# JSON-based log format produced by _LAUREL_
This document describes the structure and encoding for the JSON-based log format that is produced by LAUREL.
## Structure
Every audit log line produced by _LAUREL_ is one single JSON object that contains at least an `ID` field.
`SYSCALL`, `EXECVE`, `CWD`, `PROCTITLE` fields point to single JSON objects.
`PATH`, `SOCKADDR` fields point to lists of JSON objects.
Every other kernel-produced audit message not mentioned above results in field pointing to a list of JSON objects. Details may change after the list of kernel audit message types has been reviewed.
Some entries contain transformed data as lists:
- `SYSCALL.(a0 … a3)` fields are transformed into `SYSCALL.ARGV`
- `EXECVE.a*` fields are transformed into `EXECVE.ARGV`
- `PROCTITLE.proctitle` is split at NULL bytes and transformed into `PROCTITLE.ARGV`.
More transformations will likely be added in the future.
## Encoding of invalid UTF-8 strings and binary data
- Most byte values that represent printable ASCII characters are reproduced as-is (but are subject to JSON string escaping rules).

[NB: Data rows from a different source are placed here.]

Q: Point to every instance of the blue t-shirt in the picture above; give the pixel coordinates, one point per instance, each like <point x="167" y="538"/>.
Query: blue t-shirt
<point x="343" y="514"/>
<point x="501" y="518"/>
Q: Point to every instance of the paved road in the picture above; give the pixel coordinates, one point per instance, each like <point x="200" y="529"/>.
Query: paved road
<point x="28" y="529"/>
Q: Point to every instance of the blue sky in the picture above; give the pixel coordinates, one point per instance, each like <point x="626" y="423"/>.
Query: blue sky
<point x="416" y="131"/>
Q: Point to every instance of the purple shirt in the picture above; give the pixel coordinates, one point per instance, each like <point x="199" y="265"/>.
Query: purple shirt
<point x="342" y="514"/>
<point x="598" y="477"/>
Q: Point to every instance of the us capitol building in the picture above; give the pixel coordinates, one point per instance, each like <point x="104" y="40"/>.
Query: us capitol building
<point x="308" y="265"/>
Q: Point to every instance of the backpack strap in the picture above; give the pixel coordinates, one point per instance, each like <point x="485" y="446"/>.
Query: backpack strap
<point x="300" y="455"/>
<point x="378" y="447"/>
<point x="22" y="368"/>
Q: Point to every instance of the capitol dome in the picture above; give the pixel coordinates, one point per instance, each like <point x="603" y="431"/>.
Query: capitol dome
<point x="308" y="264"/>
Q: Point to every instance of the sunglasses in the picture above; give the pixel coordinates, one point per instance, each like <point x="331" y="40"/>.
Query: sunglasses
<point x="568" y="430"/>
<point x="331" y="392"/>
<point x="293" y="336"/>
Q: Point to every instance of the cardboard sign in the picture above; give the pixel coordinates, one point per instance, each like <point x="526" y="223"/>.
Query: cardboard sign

- Bytes that map to non-printable ASCII characters (less than 32/0x20; 127/0x7f) are percent-encoded.
- Byte values that map to `%` (37/0x25) and `+` (42/0x2b) are percent-encoded.
- Byte values outside of the ASCII range (greater than 127/0x7f) are reproduced as-is if they are part of a valid UTF-8 sequence. Otherwise, they are percent-encoded.
Handling of special Unicode characters may change in the future.
Rationale: The [JSON specification](https://datatracker.ietf.org/doc/html/rfc8259) mandates that "text exchanged between systems that are not part of a closed ecosystem MUST be encoded using UTF-8". JSON strings are comprised of Unicode character and thus cannot be used to represent arbitrary binary data. However, most values we think of as "strings" on Unix systems (processes, file names, command line arguments, environment variables) are, in reality, octet strings with varying restrictions. Being able to store those values without losing detail is important for log files that are used in a security context.
## Numeric values
Numbers in the Linux audit logs may have been formatted as decimal (e.g. user id), hexadecimal (e.g. syscall arguments) or octal numbers (e.g. file modes). Decimal numbers are serialized as regular JSON numbers, i.e. without double quotes. Since JSON number literals do not support octal or hexadecimal encoding, those numbers are serialized as JSON strings with a `0o` or `0x` prefix, e.g. `"0o1337"` or `"0xcafe"`.